I built the Color Contrast Checker while I as doing website redesigns when Web Accessibility became relevant. A lot of brands were having to update or completely redesign their sites due to Accessibility requirements. While working through layouts, I found myself having to go to the WCAG color contrast checker online tool to check each color combo one by one. And then, to remember those combinations and which ones passed the contrasts requirements was a nightmare.
The first thing I did was Google search “Color contrast tool”. And yes, there are a good number of tools out there, but each of these tools, didn’t allow me to check a whole palette at once. I would have to check each combo individually.
After about 20 minutes of no success – I remembered that I can code. So, I started to build my own tool that did exactly what I wanted.
What did I want?
- I wanted to be able to check an entire color palette at once
- I wanted to be able to save my results and easily reference them later
Setting the stage:
- The intended user for this tool is a designer who is testing and adjusting an existing color palette rather than creating one
- The tool is to be used while a designer is currently using a layout program – for example Adobe Photoshop.
This is the first prototype that I built was a trial run. It is not at all pretty and it didn’t have the most friendly user experience but it allowed me to click and fine-tune what I wanted the end experience to be. If you visit Prototype 1, you’ll see what I mean.
For one, if you spam the “Check Color” button, your results accumulate on the bottom of the page.
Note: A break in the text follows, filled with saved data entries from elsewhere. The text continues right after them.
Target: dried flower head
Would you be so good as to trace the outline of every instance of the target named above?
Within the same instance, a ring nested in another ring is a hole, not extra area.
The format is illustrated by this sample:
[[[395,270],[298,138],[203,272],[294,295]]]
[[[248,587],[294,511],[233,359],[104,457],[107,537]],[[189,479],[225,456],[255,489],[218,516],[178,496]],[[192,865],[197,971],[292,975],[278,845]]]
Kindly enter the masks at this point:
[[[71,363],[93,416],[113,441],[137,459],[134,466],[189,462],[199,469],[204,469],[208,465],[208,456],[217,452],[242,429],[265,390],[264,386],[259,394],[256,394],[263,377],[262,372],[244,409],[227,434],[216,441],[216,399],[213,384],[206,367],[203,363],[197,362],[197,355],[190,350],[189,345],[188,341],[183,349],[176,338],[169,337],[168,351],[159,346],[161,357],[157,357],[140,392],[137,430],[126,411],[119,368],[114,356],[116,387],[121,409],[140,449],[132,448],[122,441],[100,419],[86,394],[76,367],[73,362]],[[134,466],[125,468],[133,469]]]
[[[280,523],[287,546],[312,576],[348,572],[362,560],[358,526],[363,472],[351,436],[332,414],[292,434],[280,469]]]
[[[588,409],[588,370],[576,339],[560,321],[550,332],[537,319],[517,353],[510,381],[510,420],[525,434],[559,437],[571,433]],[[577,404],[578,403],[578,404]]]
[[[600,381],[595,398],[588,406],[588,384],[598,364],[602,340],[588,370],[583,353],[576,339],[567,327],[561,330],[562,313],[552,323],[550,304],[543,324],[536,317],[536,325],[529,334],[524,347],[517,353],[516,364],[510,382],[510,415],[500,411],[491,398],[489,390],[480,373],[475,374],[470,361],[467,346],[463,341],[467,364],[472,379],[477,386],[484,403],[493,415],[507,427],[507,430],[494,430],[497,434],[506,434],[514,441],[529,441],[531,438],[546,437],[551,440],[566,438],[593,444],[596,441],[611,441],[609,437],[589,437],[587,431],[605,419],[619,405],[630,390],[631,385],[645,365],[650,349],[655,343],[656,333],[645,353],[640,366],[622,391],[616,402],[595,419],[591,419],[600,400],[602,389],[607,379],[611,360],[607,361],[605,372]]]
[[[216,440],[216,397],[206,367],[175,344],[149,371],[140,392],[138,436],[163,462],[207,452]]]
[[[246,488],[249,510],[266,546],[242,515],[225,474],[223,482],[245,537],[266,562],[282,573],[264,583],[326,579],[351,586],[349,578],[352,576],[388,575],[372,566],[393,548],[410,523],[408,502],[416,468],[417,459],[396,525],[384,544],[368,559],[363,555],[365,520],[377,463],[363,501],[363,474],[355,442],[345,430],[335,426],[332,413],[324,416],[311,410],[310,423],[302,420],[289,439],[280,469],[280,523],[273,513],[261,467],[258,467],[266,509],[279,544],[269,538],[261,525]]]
This is both overwhelming and annoying, because now you have to scroll up and down to look at your results.
Another thing I didn’t like about it was that when you click reset the WHOLE page refreshes. Meaning you have to start all over again. What if you just wanted to clear the results and adjust one or two colors?
After I had a better handle on the use cases I wanted to design for, I moved on to my second prototype. A few of things I had in mind were:
- Update the layout so that the user wouldn’t have to scroll as much and could reference their colors and results at the same time
- Add the ability to clear just the results
- Add the ability to clear just the color inputs
- Do not let the results accumulate each time “Check Colors” is clicked
- Allow user to “download” their results – with Print > Save as PDF
- Can easily copy paste next codes to/from the checker tool to the design program – no need to worry about “#“
Here is is Prototype 2!
Much more efficient use of space, and more control over resetting and clearing the tool. Now I’ve got a tool where I can test all my colors at one time, and see and save my results.
But let’s not stop there. There are always things to improve. When I have the time to continue this project, here’s a few things I’d like to adjust to improve the UX even further:
- Add a button to download a nicely laid out version of the results
- Instead of relying on Print > Save as PDF
- Make labels more succinct, for example remove “Text” in all the color blocks. That way I can probably fit more boxes in the space before having to scroll
- Add validation messages to the color inputs
- Currently, you’ll see an error if you input a wrong color but there is no message as to why
- While this should be intuitive to designers… it would just be a nice touch to make the tool use-able for those who are not designers
- Add more uses to the tool:
- Add a color picker to the color inputs so that if you need to design or adjust here you can
I was quite happy with the results and I use my tool all the time while do layouts or even picking colors while coding web pages or screen elements.